I once thought that mathematical geometry worked by a kind of detail crunching.
If a line is just a systematic set of infinite number of points checking whether two lines intersect would just be a "simple" operation to check whether they contain a point in common. Take points from one line and check whether it is a part of the other line. Doing this with literally infinite number of points would amount to a supertask. So you could only do so to an arbitrary precision but not exactly.
However a very simple math problem like "find the intersection of lines y=2x and y=3x+5" can be done exactly in a finite small number of symbol operations. And actually the description of the infinite number of points on the first line can be done by a very finite expression of "y=2x". There are also an infinite number of such lines but finding each of their intersection doesn't include attending them pair by pair. The procedure of solving the descriptions as a equation pair can be expressed in a expression more meta and "more finite".

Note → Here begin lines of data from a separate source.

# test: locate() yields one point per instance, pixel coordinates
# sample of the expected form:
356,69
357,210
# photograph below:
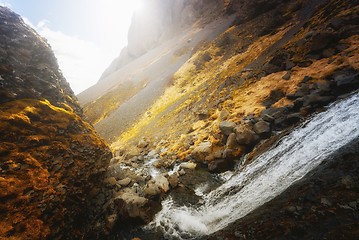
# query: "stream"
267,176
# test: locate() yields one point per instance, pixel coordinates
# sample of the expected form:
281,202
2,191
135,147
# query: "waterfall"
267,176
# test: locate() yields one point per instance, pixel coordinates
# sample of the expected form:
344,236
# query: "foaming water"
266,177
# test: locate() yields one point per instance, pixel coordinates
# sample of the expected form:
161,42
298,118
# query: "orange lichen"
28,153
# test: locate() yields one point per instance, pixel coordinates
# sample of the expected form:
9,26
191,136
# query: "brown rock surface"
52,162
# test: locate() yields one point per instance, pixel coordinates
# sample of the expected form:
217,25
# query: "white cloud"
82,62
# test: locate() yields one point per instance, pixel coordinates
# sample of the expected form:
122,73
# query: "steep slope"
230,97
52,162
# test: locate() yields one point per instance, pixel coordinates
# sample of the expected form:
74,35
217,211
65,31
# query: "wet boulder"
203,150
262,128
134,208
245,135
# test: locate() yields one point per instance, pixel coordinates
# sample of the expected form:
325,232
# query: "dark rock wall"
159,21
51,161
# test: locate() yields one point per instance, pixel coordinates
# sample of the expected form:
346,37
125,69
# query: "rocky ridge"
52,162
235,96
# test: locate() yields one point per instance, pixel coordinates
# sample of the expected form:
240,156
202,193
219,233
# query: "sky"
85,35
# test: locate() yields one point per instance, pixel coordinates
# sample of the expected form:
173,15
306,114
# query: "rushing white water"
267,176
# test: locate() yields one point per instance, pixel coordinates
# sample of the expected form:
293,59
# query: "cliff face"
51,161
159,21
223,90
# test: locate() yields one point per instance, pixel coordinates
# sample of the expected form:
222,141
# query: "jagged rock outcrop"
52,162
161,20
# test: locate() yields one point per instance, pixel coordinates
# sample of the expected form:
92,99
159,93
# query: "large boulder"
227,127
262,128
134,208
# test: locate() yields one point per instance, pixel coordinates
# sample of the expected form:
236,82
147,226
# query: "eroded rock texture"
51,161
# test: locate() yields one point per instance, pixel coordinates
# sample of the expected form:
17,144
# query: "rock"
323,86
202,151
220,165
198,125
218,154
162,182
322,40
245,136
262,128
124,182
346,79
151,189
289,65
173,179
315,99
231,154
111,181
223,115
152,154
188,165
328,52
325,201
293,118
142,143
306,79
129,205
110,221
182,172
232,141
287,75
227,127
268,118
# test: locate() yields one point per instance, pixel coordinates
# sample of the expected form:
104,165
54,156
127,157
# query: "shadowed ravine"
269,175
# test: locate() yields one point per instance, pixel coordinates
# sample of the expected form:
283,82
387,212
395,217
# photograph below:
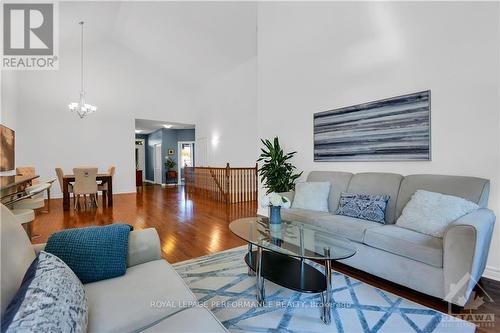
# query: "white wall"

So instead of just a big fleet of lowest level comparisons what really happens is a tiny amount of work on different levels. If one would count each symbol manipulation as a single number crunching operation the supertask of point comparisons would seem to be the most demanding. However using multiple levels of symbols means supporting a wider array of symbol manipulation operations.
So while I appears that I compare infinite numbers of points when I am doing simple geometry, it's just that I am bypassing one kind of calculations limits by using another kind of calculation.
From time to time I encounter people who claim that our brains are really slow compared to even an average laptop computer and can't process big numbers.
At the risk of revealing my complete lack of knowledge of neural networks and how the brain works, I want to ask if this is actually true?
It took massive amounts of number crunching to create movies like James Cameron's Avatar. Yet I am able to create more realistic and genuine worlds in front of my minds eye, on the fly. I can even simulate other agents. For example, I can easily simulate sexual intercourse between me and another human. Which includes tactile and olfactory information.
I am further able to run real-time egocentric world-simulations to extrapolate and predict the behavior of physical systems and other agents. You can do that too. Having a discussion or playing football are two examples.
Yet any computer can outperform me at simple calculations.
But it seems to me, maybe naively so, that most of my human abilities involve massive amounts of number crunching that no desktop computer could do.
So what's the difference? Can someone point me to some digestible material that I can read up on to dissolve possible confusions I have with respect to my question?